柴田 ……いや、もう、お光つぁん、信の事は、まあまあ、言って見てもしょうがないから。
お光 テッキリそうですわよ。その出征している好きな人が、キット特攻隊かなんかで突込んでしまったんですよ。だもんで信子さん、カーッとしちゃって毒を呑んじまったんですよ。全くねえ、私にゃ、ようくわかりますわ。(指先で涙を拭く。自分だけでは真率に同情しているのである)
柴田 いや、その――(弱まり痛んでいる皮膚の上をササラでひっかきまわすような相手の粗雑さが、全く悪意に発したものでないことがわかるだけに、腹を立てるわけにもゆかず、殆んど拷問にかけられながら)……ええと、金の事だろう? 建築費の月賦で、まだ残っていた、あの話じゃないかね?
お光 はあ?(キョトンとしている)
柴田 早くなんとかせにゃならんとズーッと、この、考えているが、私も、ここんとこ、少しなまけていてな……しかたがないので、本でも売払って、あんたん所には入れるつもりで、もうチャンと話はしてあるんで、二三日すれば、私の方から持ってあがるから――そう言って、ひとつ。
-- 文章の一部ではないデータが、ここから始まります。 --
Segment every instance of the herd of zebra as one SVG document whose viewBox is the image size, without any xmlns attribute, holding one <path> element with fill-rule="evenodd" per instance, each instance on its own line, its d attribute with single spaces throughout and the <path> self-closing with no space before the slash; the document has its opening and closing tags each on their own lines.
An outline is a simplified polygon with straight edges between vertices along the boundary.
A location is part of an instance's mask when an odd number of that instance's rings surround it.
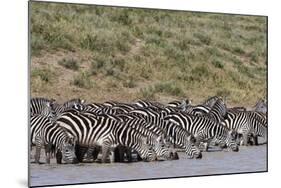
<svg viewBox="0 0 281 188">
<path fill-rule="evenodd" d="M 58 104 L 54 99 L 31 98 L 30 145 L 35 163 L 44 147 L 46 163 L 89 161 L 131 162 L 175 160 L 177 152 L 202 158 L 210 145 L 239 151 L 239 145 L 267 141 L 267 104 L 227 108 L 214 96 L 199 105 L 189 100 L 168 104 L 139 100 L 89 103 L 73 99 Z"/>
</svg>

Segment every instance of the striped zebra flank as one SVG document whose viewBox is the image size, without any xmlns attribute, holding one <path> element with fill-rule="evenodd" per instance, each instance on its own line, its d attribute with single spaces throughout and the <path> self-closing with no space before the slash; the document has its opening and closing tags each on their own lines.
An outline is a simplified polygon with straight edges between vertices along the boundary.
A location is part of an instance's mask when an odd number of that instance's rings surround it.
<svg viewBox="0 0 281 188">
<path fill-rule="evenodd" d="M 200 142 L 208 143 L 211 139 L 217 139 L 226 143 L 227 147 L 232 151 L 239 150 L 232 138 L 232 131 L 210 118 L 173 112 L 168 114 L 164 119 L 183 127 L 189 133 L 193 134 L 198 147 Z"/>
<path fill-rule="evenodd" d="M 135 149 L 146 161 L 153 161 L 156 158 L 155 153 L 145 144 L 146 137 L 112 118 L 67 112 L 57 119 L 57 124 L 74 134 L 79 145 L 101 146 L 102 162 L 106 161 L 110 147 L 116 145 Z"/>
</svg>

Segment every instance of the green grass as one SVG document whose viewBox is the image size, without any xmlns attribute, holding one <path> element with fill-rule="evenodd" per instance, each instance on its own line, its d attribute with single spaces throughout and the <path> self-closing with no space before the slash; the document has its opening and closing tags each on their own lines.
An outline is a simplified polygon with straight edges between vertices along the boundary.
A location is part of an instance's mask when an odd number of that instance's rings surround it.
<svg viewBox="0 0 281 188">
<path fill-rule="evenodd" d="M 36 67 L 32 76 L 61 87 L 52 80 L 73 70 L 62 87 L 84 89 L 79 96 L 93 100 L 220 94 L 252 104 L 267 85 L 266 30 L 265 17 L 32 2 L 32 58 L 62 59 L 59 70 L 48 65 L 59 74 Z M 118 92 L 105 95 L 110 87 Z"/>
</svg>

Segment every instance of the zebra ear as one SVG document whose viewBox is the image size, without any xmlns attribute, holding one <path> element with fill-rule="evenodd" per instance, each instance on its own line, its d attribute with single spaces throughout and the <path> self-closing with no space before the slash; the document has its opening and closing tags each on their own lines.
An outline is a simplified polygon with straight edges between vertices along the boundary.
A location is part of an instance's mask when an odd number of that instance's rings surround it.
<svg viewBox="0 0 281 188">
<path fill-rule="evenodd" d="M 84 104 L 85 102 L 86 102 L 86 100 L 84 100 L 84 99 L 81 99 L 81 101 L 80 101 L 81 104 Z"/>
</svg>

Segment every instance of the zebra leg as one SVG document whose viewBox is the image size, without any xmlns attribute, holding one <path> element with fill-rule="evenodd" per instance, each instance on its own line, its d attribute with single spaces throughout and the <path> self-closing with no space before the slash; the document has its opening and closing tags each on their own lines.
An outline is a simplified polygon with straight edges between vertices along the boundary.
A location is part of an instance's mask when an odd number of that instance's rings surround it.
<svg viewBox="0 0 281 188">
<path fill-rule="evenodd" d="M 125 146 L 118 146 L 118 149 L 119 149 L 119 162 L 125 162 L 125 158 L 124 158 L 124 154 L 125 154 L 125 150 L 126 150 L 126 147 Z"/>
<path fill-rule="evenodd" d="M 110 163 L 114 163 L 115 162 L 114 148 L 110 148 L 110 153 L 111 153 L 111 155 L 109 156 Z"/>
<path fill-rule="evenodd" d="M 83 162 L 92 162 L 93 161 L 93 153 L 95 148 L 89 147 L 87 152 L 84 154 Z"/>
<path fill-rule="evenodd" d="M 247 146 L 248 145 L 248 134 L 247 133 L 243 134 L 243 138 L 242 138 L 242 140 L 240 142 L 240 145 L 241 146 Z"/>
<path fill-rule="evenodd" d="M 95 147 L 95 149 L 93 151 L 93 159 L 94 159 L 94 161 L 98 158 L 100 150 L 101 150 L 100 147 L 98 147 L 98 146 Z"/>
<path fill-rule="evenodd" d="M 36 135 L 35 137 L 35 163 L 40 163 L 40 155 L 41 155 L 41 146 L 42 146 L 42 140 L 39 135 Z"/>
<path fill-rule="evenodd" d="M 133 161 L 133 157 L 132 157 L 132 150 L 131 148 L 126 148 L 126 153 L 127 153 L 127 158 L 128 158 L 128 162 L 132 162 Z"/>
<path fill-rule="evenodd" d="M 46 145 L 45 146 L 45 152 L 46 152 L 46 163 L 47 164 L 50 164 L 50 153 L 51 153 L 51 149 L 52 149 L 52 146 L 51 145 Z"/>
<path fill-rule="evenodd" d="M 253 136 L 253 145 L 254 146 L 259 145 L 259 143 L 258 143 L 258 136 Z"/>
<path fill-rule="evenodd" d="M 202 142 L 202 145 L 203 145 L 202 151 L 208 152 L 210 142 L 209 141 Z"/>
<path fill-rule="evenodd" d="M 79 146 L 79 145 L 75 146 L 75 155 L 80 163 L 83 162 L 83 157 L 86 152 L 87 152 L 86 147 Z"/>
<path fill-rule="evenodd" d="M 35 149 L 35 163 L 38 163 L 40 164 L 40 154 L 41 154 L 41 146 L 36 146 L 36 149 Z"/>
<path fill-rule="evenodd" d="M 57 164 L 61 164 L 62 161 L 62 153 L 60 150 L 57 150 L 56 152 L 56 160 L 57 160 Z"/>
<path fill-rule="evenodd" d="M 108 145 L 102 146 L 102 158 L 101 158 L 102 163 L 106 163 L 106 159 L 107 159 L 108 154 L 109 154 L 109 149 L 110 149 L 110 147 Z"/>
<path fill-rule="evenodd" d="M 116 146 L 114 148 L 114 155 L 115 155 L 114 162 L 121 162 L 120 155 L 119 155 L 119 150 L 120 150 L 119 146 Z"/>
</svg>

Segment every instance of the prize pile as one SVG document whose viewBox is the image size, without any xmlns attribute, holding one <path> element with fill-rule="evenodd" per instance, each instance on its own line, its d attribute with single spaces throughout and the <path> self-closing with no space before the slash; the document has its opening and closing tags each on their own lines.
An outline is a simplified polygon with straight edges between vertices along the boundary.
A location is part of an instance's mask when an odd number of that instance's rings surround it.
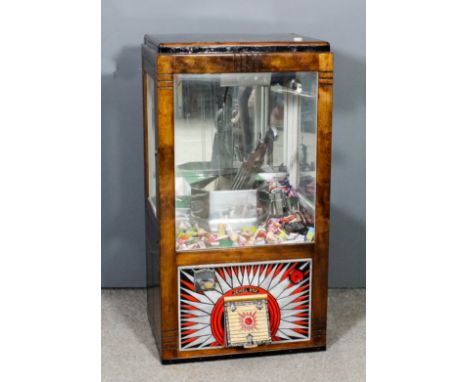
<svg viewBox="0 0 468 382">
<path fill-rule="evenodd" d="M 304 225 L 301 215 L 298 212 L 283 218 L 269 218 L 264 224 L 242 227 L 240 230 L 219 224 L 217 232 L 208 232 L 196 224 L 181 222 L 177 227 L 176 250 L 312 242 L 314 227 Z"/>
</svg>

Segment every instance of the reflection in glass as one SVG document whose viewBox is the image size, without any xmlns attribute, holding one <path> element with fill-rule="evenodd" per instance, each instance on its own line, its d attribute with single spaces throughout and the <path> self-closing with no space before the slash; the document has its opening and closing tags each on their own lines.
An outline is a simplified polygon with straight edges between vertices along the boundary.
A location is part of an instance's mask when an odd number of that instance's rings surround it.
<svg viewBox="0 0 468 382">
<path fill-rule="evenodd" d="M 176 249 L 312 242 L 317 73 L 175 76 Z"/>
<path fill-rule="evenodd" d="M 154 123 L 154 80 L 146 74 L 147 78 L 147 139 L 148 139 L 148 199 L 156 213 L 156 127 Z"/>
</svg>

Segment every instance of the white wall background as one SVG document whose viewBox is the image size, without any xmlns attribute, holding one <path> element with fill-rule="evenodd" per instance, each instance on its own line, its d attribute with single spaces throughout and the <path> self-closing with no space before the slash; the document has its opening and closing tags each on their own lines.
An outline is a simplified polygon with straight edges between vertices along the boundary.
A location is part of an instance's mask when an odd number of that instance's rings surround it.
<svg viewBox="0 0 468 382">
<path fill-rule="evenodd" d="M 103 287 L 146 284 L 143 35 L 282 32 L 335 53 L 329 281 L 365 286 L 365 0 L 102 0 Z"/>
</svg>

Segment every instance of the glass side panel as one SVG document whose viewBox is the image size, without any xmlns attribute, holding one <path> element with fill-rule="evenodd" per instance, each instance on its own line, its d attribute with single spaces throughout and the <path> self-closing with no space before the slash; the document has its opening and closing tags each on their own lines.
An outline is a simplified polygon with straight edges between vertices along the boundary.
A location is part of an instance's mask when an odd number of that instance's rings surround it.
<svg viewBox="0 0 468 382">
<path fill-rule="evenodd" d="M 174 83 L 177 251 L 313 242 L 317 73 Z"/>
<path fill-rule="evenodd" d="M 146 74 L 147 78 L 147 137 L 148 137 L 148 199 L 156 214 L 156 126 L 154 123 L 154 80 Z"/>
</svg>

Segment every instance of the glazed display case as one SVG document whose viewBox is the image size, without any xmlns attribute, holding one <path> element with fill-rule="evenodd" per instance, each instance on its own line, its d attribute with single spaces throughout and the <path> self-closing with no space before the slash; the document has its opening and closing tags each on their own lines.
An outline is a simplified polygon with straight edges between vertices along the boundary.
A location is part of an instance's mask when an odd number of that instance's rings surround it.
<svg viewBox="0 0 468 382">
<path fill-rule="evenodd" d="M 324 350 L 333 56 L 145 36 L 148 316 L 166 362 Z"/>
</svg>

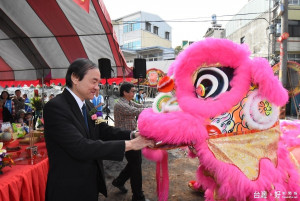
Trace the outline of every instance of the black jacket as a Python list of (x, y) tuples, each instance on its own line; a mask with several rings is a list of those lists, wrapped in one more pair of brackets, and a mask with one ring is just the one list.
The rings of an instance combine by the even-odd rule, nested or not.
[[(86, 104), (88, 113), (93, 106)], [(87, 116), (89, 132), (67, 89), (44, 107), (49, 156), (46, 201), (97, 201), (99, 192), (107, 195), (102, 160), (123, 160), (130, 131), (106, 123), (95, 126)]]
[(2, 110), (2, 116), (3, 116), (3, 122), (13, 122), (13, 117), (10, 114), (9, 110), (7, 109), (7, 107), (3, 106), (3, 110)]

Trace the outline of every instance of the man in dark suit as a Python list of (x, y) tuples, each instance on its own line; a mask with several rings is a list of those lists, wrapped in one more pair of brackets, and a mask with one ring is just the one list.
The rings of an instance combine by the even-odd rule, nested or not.
[(139, 135), (130, 140), (130, 131), (95, 125), (88, 100), (99, 90), (99, 81), (97, 66), (77, 59), (68, 68), (67, 88), (45, 105), (46, 201), (97, 201), (99, 192), (107, 196), (102, 160), (121, 161), (125, 151), (153, 146)]

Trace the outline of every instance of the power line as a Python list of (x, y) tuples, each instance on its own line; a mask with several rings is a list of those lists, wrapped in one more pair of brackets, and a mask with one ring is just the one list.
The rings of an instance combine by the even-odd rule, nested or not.
[[(220, 15), (216, 16), (219, 17), (235, 17), (235, 16), (244, 16), (244, 15), (257, 15), (257, 14), (263, 14), (264, 12), (259, 13), (240, 13), (240, 14), (234, 14), (234, 15)], [(209, 19), (209, 20), (196, 20), (193, 21), (192, 19)], [(121, 21), (121, 24), (136, 24), (136, 23), (146, 23), (146, 22), (211, 22), (211, 16), (210, 17), (195, 17), (195, 18), (183, 18), (183, 19), (172, 19), (172, 20), (151, 20), (151, 21), (137, 21), (137, 20), (130, 20), (130, 21)], [(222, 21), (219, 20), (218, 21)], [(230, 20), (226, 20), (230, 21)]]
[[(241, 21), (241, 20), (258, 20), (263, 19), (269, 23), (269, 21), (266, 18), (255, 18), (255, 19), (230, 19), (230, 20), (218, 20), (221, 22), (230, 22), (230, 21)], [(139, 21), (139, 23), (146, 23), (146, 22), (166, 22), (163, 20), (158, 21)], [(201, 22), (211, 22), (211, 20), (189, 20), (189, 21), (168, 21), (168, 22), (176, 22), (176, 23), (201, 23)], [(132, 23), (129, 23), (132, 24)], [(41, 38), (65, 38), (65, 37), (85, 37), (85, 36), (104, 36), (104, 35), (112, 35), (112, 33), (93, 33), (93, 34), (68, 34), (68, 35), (56, 35), (56, 36), (30, 36), (30, 37), (22, 37), (22, 36), (16, 36), (11, 38), (1, 38), (2, 40), (14, 40), (14, 39), (41, 39)]]
[[(265, 19), (265, 18), (255, 18), (255, 19)], [(251, 19), (231, 19), (231, 20), (217, 20), (217, 21), (221, 21), (221, 22), (227, 22), (227, 21), (240, 21), (240, 20), (255, 20), (253, 18)], [(265, 19), (266, 20), (266, 19)], [(164, 20), (156, 20), (156, 21), (139, 21), (138, 23), (146, 23), (146, 22), (211, 22), (211, 20), (186, 20), (186, 21), (180, 21), (180, 20), (168, 20), (168, 21), (164, 21)], [(131, 22), (129, 23), (122, 23), (122, 25), (124, 24), (132, 24)]]
[[(240, 14), (234, 14), (234, 15), (218, 15), (216, 16), (217, 18), (218, 17), (234, 17), (234, 16), (243, 16), (243, 15), (254, 15), (254, 14), (263, 14), (263, 12), (260, 12), (260, 13), (240, 13)], [(183, 18), (183, 19), (172, 19), (172, 20), (189, 20), (189, 19), (201, 19), (201, 18), (209, 18), (211, 19), (211, 16), (210, 17), (194, 17), (194, 18)], [(168, 20), (166, 20), (168, 21)]]

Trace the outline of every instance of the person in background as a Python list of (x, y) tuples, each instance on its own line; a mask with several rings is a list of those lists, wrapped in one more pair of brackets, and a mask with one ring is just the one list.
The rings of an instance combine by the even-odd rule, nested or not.
[(49, 100), (51, 100), (52, 98), (54, 98), (55, 96), (54, 96), (54, 94), (50, 94), (49, 95)]
[(27, 112), (32, 112), (32, 109), (31, 109), (31, 107), (29, 106), (30, 100), (29, 100), (29, 98), (27, 97), (27, 94), (23, 94), (23, 99), (24, 99), (24, 104), (25, 104), (25, 106), (24, 106), (25, 112), (26, 112), (26, 113), (27, 113)]
[(99, 94), (99, 90), (96, 91), (94, 98), (92, 99), (92, 103), (94, 107), (97, 109), (97, 117), (102, 117), (102, 108), (104, 105), (104, 98), (101, 94)]
[(139, 89), (138, 93), (135, 95), (135, 102), (144, 104), (144, 96), (143, 96), (143, 89)]
[(67, 70), (64, 91), (45, 104), (46, 201), (98, 201), (99, 192), (107, 196), (102, 160), (121, 161), (127, 151), (154, 146), (139, 133), (92, 120), (90, 100), (99, 82), (97, 65), (77, 59)]
[(15, 96), (12, 99), (12, 101), (14, 102), (15, 105), (15, 113), (13, 113), (12, 115), (13, 117), (16, 117), (19, 110), (25, 109), (25, 100), (21, 97), (20, 89), (15, 90)]
[(42, 101), (43, 101), (44, 103), (48, 102), (48, 96), (47, 96), (46, 93), (43, 93), (43, 94), (42, 94)]
[(13, 122), (13, 117), (9, 110), (4, 106), (4, 99), (0, 98), (0, 123)]
[(143, 92), (143, 99), (144, 99), (144, 102), (146, 101), (146, 98), (148, 97), (147, 93), (144, 91)]
[(32, 115), (32, 112), (27, 112), (26, 114), (25, 114), (25, 120), (24, 120), (24, 123), (27, 125), (27, 126), (30, 126), (30, 122), (32, 122), (32, 117), (33, 117), (33, 115)]
[[(115, 127), (135, 132), (137, 129), (137, 117), (143, 111), (144, 106), (133, 100), (136, 89), (134, 85), (125, 82), (120, 87), (120, 99), (114, 106)], [(142, 188), (142, 153), (140, 150), (132, 150), (125, 153), (126, 167), (119, 176), (113, 180), (112, 185), (126, 193), (125, 182), (130, 179), (132, 201), (145, 201)]]
[(25, 119), (25, 110), (21, 109), (17, 112), (16, 118), (15, 118), (15, 122), (16, 123), (25, 123), (26, 119)]
[(10, 114), (13, 116), (13, 114), (15, 114), (15, 105), (14, 102), (10, 99), (9, 93), (7, 91), (2, 91), (0, 98), (3, 99), (4, 107), (6, 107)]

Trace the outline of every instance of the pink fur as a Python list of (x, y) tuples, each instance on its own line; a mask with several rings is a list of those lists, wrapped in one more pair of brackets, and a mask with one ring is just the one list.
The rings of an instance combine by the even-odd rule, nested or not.
[[(160, 201), (167, 201), (169, 194), (168, 153), (165, 150), (148, 148), (144, 148), (142, 153), (148, 160), (156, 162), (157, 197)], [(162, 175), (160, 174), (161, 170)]]
[[(288, 148), (300, 146), (300, 120), (280, 122), (282, 139)], [(300, 162), (300, 161), (299, 161)]]
[(163, 157), (164, 157), (164, 152), (166, 152), (165, 150), (161, 150), (161, 149), (149, 149), (149, 148), (144, 148), (142, 150), (143, 155), (151, 161), (155, 161), (155, 162), (161, 162)]
[(251, 74), (253, 83), (259, 85), (259, 92), (262, 96), (278, 106), (287, 103), (289, 99), (287, 90), (275, 76), (270, 76), (273, 75), (273, 71), (266, 59), (255, 58)]
[[(195, 188), (205, 190), (205, 199), (214, 200), (214, 193), (224, 200), (256, 201), (276, 200), (270, 196), (276, 191), (300, 193), (299, 173), (291, 162), (287, 146), (292, 144), (296, 133), (285, 132), (277, 149), (277, 166), (263, 158), (259, 163), (259, 176), (252, 181), (235, 165), (218, 160), (210, 151), (206, 130), (207, 120), (228, 112), (249, 91), (251, 84), (258, 85), (258, 92), (272, 104), (282, 106), (287, 102), (287, 91), (274, 76), (265, 59), (250, 59), (245, 45), (226, 39), (206, 39), (184, 50), (170, 67), (168, 75), (174, 76), (176, 97), (181, 111), (155, 113), (144, 110), (139, 116), (141, 134), (163, 144), (193, 145), (198, 157)], [(234, 68), (231, 89), (216, 98), (200, 99), (195, 96), (192, 75), (202, 65), (220, 63)], [(284, 128), (282, 124), (282, 128)], [(300, 129), (300, 125), (298, 124)], [(297, 135), (298, 136), (298, 135)], [(298, 143), (298, 142), (297, 142)], [(297, 144), (299, 145), (300, 142)], [(160, 162), (162, 153), (146, 151), (147, 158)], [(274, 189), (273, 189), (274, 187)], [(268, 192), (268, 198), (255, 198), (254, 193)], [(298, 197), (300, 197), (298, 195)], [(283, 198), (278, 198), (283, 200)], [(299, 199), (293, 199), (299, 200)]]
[[(226, 112), (232, 105), (237, 104), (247, 93), (251, 83), (249, 55), (246, 46), (237, 45), (229, 40), (216, 39), (194, 43), (182, 52), (174, 70), (176, 95), (181, 109), (207, 118)], [(192, 74), (202, 64), (215, 63), (236, 69), (231, 81), (232, 90), (219, 95), (216, 100), (211, 98), (199, 100), (195, 97)]]
[[(160, 119), (159, 121), (157, 121)], [(155, 113), (146, 109), (139, 115), (139, 131), (156, 142), (181, 145), (205, 140), (207, 132), (201, 117), (183, 112)], [(159, 128), (159, 132), (157, 129)], [(178, 131), (186, 131), (179, 133)]]

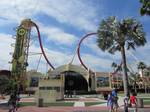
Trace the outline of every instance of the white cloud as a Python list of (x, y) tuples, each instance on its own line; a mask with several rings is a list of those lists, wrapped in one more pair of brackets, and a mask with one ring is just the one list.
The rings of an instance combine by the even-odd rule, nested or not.
[[(14, 47), (11, 47), (12, 43), (15, 43), (15, 40), (11, 38), (12, 35), (8, 34), (2, 34), (0, 33), (0, 69), (11, 69), (9, 61), (12, 60), (12, 55), (9, 53), (13, 53)], [(48, 56), (48, 59), (54, 65), (54, 67), (58, 67), (60, 65), (69, 63), (69, 61), (72, 58), (72, 54), (67, 52), (61, 52), (61, 51), (53, 51), (47, 48), (44, 48), (45, 52)], [(35, 46), (34, 44), (29, 48), (29, 52), (35, 52), (35, 53), (41, 53), (40, 47)], [(28, 69), (36, 69), (38, 60), (40, 55), (30, 55), (29, 56), (29, 67)], [(46, 61), (44, 57), (42, 56), (41, 63), (40, 63), (40, 71), (43, 72), (43, 70), (46, 70)], [(45, 69), (44, 69), (45, 68)]]
[(96, 30), (97, 10), (88, 4), (88, 1), (53, 0), (40, 3), (39, 7), (41, 12), (54, 17), (61, 23), (67, 23), (79, 29)]
[(14, 43), (14, 39), (11, 35), (0, 33), (0, 69), (10, 69), (10, 64), (12, 56), (10, 53), (13, 52), (13, 47), (11, 44)]
[(138, 61), (143, 61), (146, 64), (150, 65), (150, 43), (148, 42), (145, 46), (137, 48), (133, 53), (134, 56), (138, 58)]
[[(102, 51), (96, 42), (97, 37), (95, 36), (91, 36), (90, 38), (87, 38), (83, 41), (83, 45), (86, 46), (86, 49), (91, 50), (93, 53), (95, 53), (95, 55), (101, 57), (101, 58), (108, 58), (108, 59), (112, 59), (112, 61), (118, 61), (121, 60), (121, 54), (119, 52), (116, 52), (115, 54), (110, 54), (108, 53), (108, 51)], [(82, 49), (82, 45), (81, 45), (81, 49)]]
[[(3, 51), (1, 50), (2, 55), (0, 55), (0, 69), (10, 69), (10, 64), (8, 64), (8, 61), (11, 61), (12, 57), (11, 55), (9, 55), (9, 53), (13, 52), (14, 50), (14, 48), (11, 47), (10, 44), (14, 43), (14, 39), (11, 38), (11, 35), (0, 34), (0, 40), (1, 40), (0, 48), (4, 48)], [(44, 48), (44, 49), (45, 49), (46, 55), (48, 56), (48, 59), (50, 60), (51, 64), (54, 67), (58, 67), (58, 66), (69, 63), (73, 57), (73, 54), (71, 54), (70, 52), (54, 51), (48, 48)], [(41, 53), (40, 47), (37, 47), (34, 44), (30, 47), (29, 51)], [(95, 71), (110, 71), (111, 70), (111, 63), (113, 60), (102, 58), (102, 57), (92, 55), (92, 54), (82, 53), (81, 55), (82, 55), (82, 59), (85, 65), (91, 68), (92, 70), (95, 70)], [(37, 68), (39, 57), (40, 55), (29, 56), (28, 70)], [(73, 64), (80, 65), (77, 56), (74, 59)], [(39, 65), (39, 71), (46, 73), (46, 70), (47, 70), (46, 61), (44, 57), (42, 56), (41, 63)]]
[[(32, 45), (30, 47), (29, 51), (41, 53), (40, 47), (36, 47), (34, 45)], [(53, 51), (53, 50), (47, 49), (47, 48), (44, 48), (44, 51), (45, 51), (50, 63), (54, 66), (54, 68), (69, 63), (71, 58), (72, 58), (72, 54), (70, 54), (68, 52)], [(40, 59), (40, 55), (29, 56), (29, 60), (28, 60), (29, 67), (28, 67), (28, 69), (29, 70), (30, 69), (36, 69), (39, 59)], [(50, 67), (50, 66), (48, 65), (48, 67)], [(39, 65), (39, 71), (45, 72), (46, 69), (47, 69), (46, 60), (42, 56), (41, 62)]]
[(46, 34), (48, 40), (56, 44), (72, 45), (75, 43), (77, 37), (73, 34), (64, 32), (62, 29), (52, 26), (44, 26), (39, 24), (42, 34)]
[[(15, 40), (11, 38), (11, 35), (7, 35), (7, 34), (0, 34), (0, 40), (1, 40), (0, 48), (2, 49), (4, 48), (3, 51), (1, 50), (2, 55), (0, 55), (0, 69), (11, 69), (10, 64), (8, 64), (8, 62), (11, 61), (12, 56), (9, 55), (9, 53), (13, 52), (14, 47), (11, 47), (10, 44), (14, 43)], [(73, 57), (73, 54), (70, 54), (69, 52), (53, 51), (47, 48), (44, 48), (44, 49), (48, 56), (48, 59), (50, 60), (51, 64), (54, 65), (54, 67), (58, 67), (63, 64), (69, 63)], [(29, 51), (41, 53), (40, 47), (37, 47), (34, 44), (30, 47)], [(28, 70), (37, 68), (39, 57), (40, 55), (29, 56)], [(83, 54), (83, 61), (87, 63), (87, 66), (93, 67), (93, 69), (99, 68), (99, 67), (102, 69), (105, 69), (110, 64), (109, 60), (99, 59), (98, 57), (89, 55), (89, 54)], [(39, 71), (42, 71), (44, 73), (46, 73), (45, 63), (46, 61), (44, 57), (42, 56), (41, 63), (39, 66)], [(73, 64), (79, 64), (79, 60), (77, 57), (75, 58)]]
[(9, 25), (11, 23), (13, 23), (13, 21), (0, 18), (0, 26)]
[(111, 70), (112, 60), (109, 60), (107, 58), (100, 58), (91, 54), (83, 54), (82, 57), (82, 60), (85, 63), (85, 65), (91, 68), (92, 70), (107, 72)]
[[(60, 5), (59, 1), (57, 1), (57, 3)], [(49, 16), (54, 17), (57, 13), (55, 13), (54, 8), (49, 6), (50, 4), (53, 4), (53, 7), (57, 7), (56, 3), (47, 0), (42, 2), (39, 0), (2, 0), (0, 2), (0, 26), (10, 23), (20, 23), (22, 19), (34, 18), (36, 14), (41, 12), (46, 14), (49, 12), (51, 13)], [(63, 18), (56, 19), (62, 20)], [(42, 21), (43, 20), (37, 23), (42, 23)], [(71, 45), (76, 41), (76, 36), (69, 34), (58, 27), (44, 26), (43, 24), (39, 24), (38, 26), (40, 26), (41, 33), (46, 34), (50, 41), (53, 41), (58, 45)]]
[(37, 0), (1, 0), (0, 16), (15, 23), (37, 13)]
[[(99, 8), (99, 13), (101, 12)], [(77, 0), (1, 0), (0, 16), (9, 21), (20, 22), (44, 13), (60, 23), (79, 29), (96, 30), (97, 9), (88, 1)], [(5, 21), (6, 22), (6, 21)]]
お光 困りますねえ。……お父つぁんが、とてもやかましく言うんですけどねえ。
柴田 すまんが、もう少し待ってくれと、そう申しといてくださらんか。
お光 そんでも、内でも、どうにもしょうがなくなって。買い出しに行こうにも、ジャガイモが一貫目五十円からなんですもん。メシのたんびに、あなた喧嘩がはじまるんですよ。二三日前もあなた、人のを食っちまったとか何とかで、あの穴ん中でお父つぁんと秀三が取っ組合いの喧嘩ですもん、ふふ。……そいで、今日はどうしても、半年分か三月分位は、是が非でもいただいて来いと、お父つぁんが言ったんです。
せい でも、こちらも、どうにも都合が附きませんので、どうか、もう少し――
お光 冗談でしょう、こちらさまなどが五百や六百の金位にあなた、ヘヘ。
柴田 それが君、はずかしい次第じゃが、まるきり余裕がなくてなあ。すまんが――
お光 だってこちらは、大学校の先生でしょ?
柴田 (苦笑)うむ、そりゃまあ――
せい 家や家財が焼けてでもいなければ、もう少しなんとか格好の付けようが有ったでしょうけどねえ、ホントに今の所、なんとしても――
お光 焼けたなあお互いさまですもん。
せい でもねえ――家でも、まだ焼けないで残っていれば、なんですけどさ、お宅のお父さんに建てていただいた家は跡形もなく焼けてしまって、こうしてあなた、遠縁にあたるこんな所の、それもたったこの部屋だけが焼け残ったのを借りて、みんなで住んでいるようなありさまですからねえ。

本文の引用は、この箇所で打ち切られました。